Storage Engine Fundamentals

The basic foundation for database internals. Focusing on how data lives on disk and the data structures that support it.

Go Bootcamp and Basic Datastructures

Go is the chosen language for this endeavor but I haven't really used it much. As such, I'm going to spend the first month-ish amount of time learning Go more thoroughly. Mostly, I'll be doing so through reading and then writing some basic database centric datastructures.

I could probably give a bit more detail about why Go specifically, but suffice it to say that I wanted: systems(ish) programming language, some broader industry usage, and not Rust (I don't hate Rust, I just didn't like it enough to use it here).

As for the basic datastructures, I plan to:

Produce basic implementations of Queue, Hashmap, LRU, B-tree
Produce a simple slotted page
Produce a simple disk manager
Read up on LSMs -- I have to cut somewhere and LSMs are it. I definitely need to at least understand the tradeoffs between them and B-trees, but I don't think I need to implement both (especially since later modules will be utilizing the B-tree for indexing)

The Buffer Pool

After I've gotten my feet wet with some basic database specific datastructures, the first step toward the real thing is to build a Buffer Pool.

In this section, I will cover:

Building a Buffer Pool Manager
Table Heap
Table Scan
Various benchmarks to test performance on this toy implementation

The B+Tree Index

This section is notoriously a slog so I anticipate it taking a bit longer than previous sections. Some specifics:

B+Tree leaf nodes and tweaks from B-Tree implementation to work on raw bytes
B+Tree internal nodes
Index iterator

Transactions and Recovery

This is where we make the database actually reliable. I'll be honest, this phase is still pretty abstract to me, but the goal is to understand how databases stay consistent and recover from crashes.

Concurrency Control

How do you let multiple transactions happen at once without corrupting data?

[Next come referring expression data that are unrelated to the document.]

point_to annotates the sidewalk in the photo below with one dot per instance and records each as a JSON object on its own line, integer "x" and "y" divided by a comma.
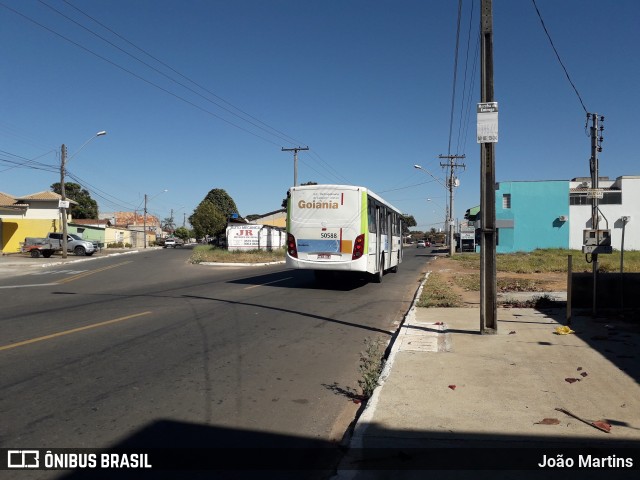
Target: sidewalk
{"x": 447, "y": 386}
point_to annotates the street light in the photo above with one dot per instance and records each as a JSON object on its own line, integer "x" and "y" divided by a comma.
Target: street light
{"x": 63, "y": 198}
{"x": 445, "y": 212}
{"x": 144, "y": 221}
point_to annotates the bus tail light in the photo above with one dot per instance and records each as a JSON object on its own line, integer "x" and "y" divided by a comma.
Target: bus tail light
{"x": 358, "y": 248}
{"x": 291, "y": 246}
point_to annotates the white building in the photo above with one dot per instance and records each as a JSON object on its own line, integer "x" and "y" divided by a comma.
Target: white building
{"x": 620, "y": 198}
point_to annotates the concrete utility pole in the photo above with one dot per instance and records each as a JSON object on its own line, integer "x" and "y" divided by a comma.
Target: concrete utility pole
{"x": 488, "y": 288}
{"x": 144, "y": 221}
{"x": 63, "y": 198}
{"x": 295, "y": 161}
{"x": 595, "y": 184}
{"x": 452, "y": 165}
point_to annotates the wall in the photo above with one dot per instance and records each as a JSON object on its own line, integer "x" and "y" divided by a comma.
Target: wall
{"x": 533, "y": 220}
{"x": 581, "y": 217}
{"x": 14, "y": 231}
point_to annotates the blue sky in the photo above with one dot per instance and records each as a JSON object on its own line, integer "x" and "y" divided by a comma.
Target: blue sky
{"x": 366, "y": 84}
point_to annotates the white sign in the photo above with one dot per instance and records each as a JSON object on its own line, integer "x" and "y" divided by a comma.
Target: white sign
{"x": 487, "y": 130}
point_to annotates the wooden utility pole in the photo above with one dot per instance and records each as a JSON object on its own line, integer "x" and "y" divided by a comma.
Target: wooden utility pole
{"x": 488, "y": 289}
{"x": 295, "y": 161}
{"x": 452, "y": 165}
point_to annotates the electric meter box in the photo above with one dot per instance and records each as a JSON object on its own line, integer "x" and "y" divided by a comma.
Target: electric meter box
{"x": 596, "y": 241}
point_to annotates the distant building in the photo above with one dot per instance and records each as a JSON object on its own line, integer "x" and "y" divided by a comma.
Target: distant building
{"x": 277, "y": 218}
{"x": 554, "y": 213}
{"x": 32, "y": 215}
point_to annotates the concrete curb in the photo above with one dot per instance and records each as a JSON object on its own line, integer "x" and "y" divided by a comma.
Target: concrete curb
{"x": 366, "y": 417}
{"x": 218, "y": 264}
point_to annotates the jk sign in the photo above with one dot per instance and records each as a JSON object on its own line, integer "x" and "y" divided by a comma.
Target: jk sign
{"x": 487, "y": 122}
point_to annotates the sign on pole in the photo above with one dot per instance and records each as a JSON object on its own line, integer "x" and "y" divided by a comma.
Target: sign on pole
{"x": 487, "y": 131}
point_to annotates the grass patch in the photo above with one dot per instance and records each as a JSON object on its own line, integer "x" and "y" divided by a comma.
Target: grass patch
{"x": 437, "y": 293}
{"x": 552, "y": 260}
{"x": 370, "y": 367}
{"x": 471, "y": 283}
{"x": 543, "y": 301}
{"x": 208, "y": 253}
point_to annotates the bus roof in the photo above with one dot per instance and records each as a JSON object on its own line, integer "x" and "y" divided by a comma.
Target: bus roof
{"x": 346, "y": 187}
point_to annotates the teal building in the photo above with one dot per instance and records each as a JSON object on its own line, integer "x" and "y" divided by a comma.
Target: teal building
{"x": 532, "y": 215}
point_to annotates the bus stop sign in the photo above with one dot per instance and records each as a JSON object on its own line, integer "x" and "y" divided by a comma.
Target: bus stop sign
{"x": 487, "y": 130}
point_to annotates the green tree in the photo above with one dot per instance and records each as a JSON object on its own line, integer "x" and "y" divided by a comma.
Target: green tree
{"x": 207, "y": 219}
{"x": 222, "y": 201}
{"x": 87, "y": 207}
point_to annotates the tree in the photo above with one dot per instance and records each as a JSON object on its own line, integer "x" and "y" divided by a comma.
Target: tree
{"x": 211, "y": 215}
{"x": 86, "y": 206}
{"x": 222, "y": 201}
{"x": 207, "y": 220}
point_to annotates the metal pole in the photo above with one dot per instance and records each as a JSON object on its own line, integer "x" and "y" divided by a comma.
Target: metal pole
{"x": 63, "y": 209}
{"x": 569, "y": 288}
{"x": 488, "y": 288}
{"x": 594, "y": 205}
{"x": 144, "y": 221}
{"x": 295, "y": 161}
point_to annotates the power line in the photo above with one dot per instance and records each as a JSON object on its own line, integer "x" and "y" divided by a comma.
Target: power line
{"x": 455, "y": 76}
{"x": 558, "y": 56}
{"x": 266, "y": 128}
{"x": 280, "y": 133}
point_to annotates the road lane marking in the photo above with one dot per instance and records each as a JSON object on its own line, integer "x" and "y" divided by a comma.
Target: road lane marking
{"x": 268, "y": 283}
{"x": 91, "y": 272}
{"x": 73, "y": 330}
{"x": 33, "y": 285}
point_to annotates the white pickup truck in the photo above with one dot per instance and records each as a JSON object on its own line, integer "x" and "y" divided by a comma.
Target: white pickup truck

Locking, isolation levels, all that good stuff.

Logging (WAL)

Write-ahead logging is apparently the trick that makes crash recovery possible. Write to the log before you write to disk, and you can always figure out what happened. Seems simple in theory; I'm sure the details are not. Also! Somehow it seems to make SQLite perform better in concurrent applications?

Recovery

How does a database recover after a crash? There's apparently a famous algorithm for this (ARIES). I want to build something where I can literally kill the process mid-transaction and watch it recover correctly.

Query Execution and SQL

At this point, we have a storage engine and transactions. Now we need to actually run queries against it.

Operators

How does a query actually get executed? What happens between parsing SELECT * FROM users and getting rows back? I'm hoping this finally makes all those "explain plan" outputs make sense.

The Optimizer

How does the database decide the best way to run a query? This is apparently a deep rabbit hole, so I'm planning to keep it simple. Not trying to build Postgres here.

SQL Interface

I'm definitely not writing a SQL parser from scratch. I'll use an existing parser (probably from Vitess or PingCAP) and focus on binding it to my storage engine. The goal is a working REPL where I can actually run queries.

Distributed Systems

The final boss. Taking everything single-node and making it work across multiple machines.

Consensus (Raft)

How do multiple machines agree on what happened? I know this is notoriously difficult to implement correctly, so some corners may be cut.

Distributed KV

Taking the single-node storage engine and making it work on top of the consensus layer.

Sharding and Capstone

Splitting data across multiple machines, rebalancing when things get uneven, and maybe distributed transactions if I'm feeling ambitious. The end goal is something that vaguely resembles a real distributed database—emphasis on vaguely.

In the end

Ultimately, I know that this is fairly ambitious and somewhat hazy in implementation details. However, I'm excited to get going. Throughout the process I will be posting about various things that I'm learning related to database internals and/or Go. It won't necessarily be framed as if I'm an expert teaching others, but rather as a learning tool for myself. Writing forces you to clarify your thinking.

Up next, some explorations into Hashmaps.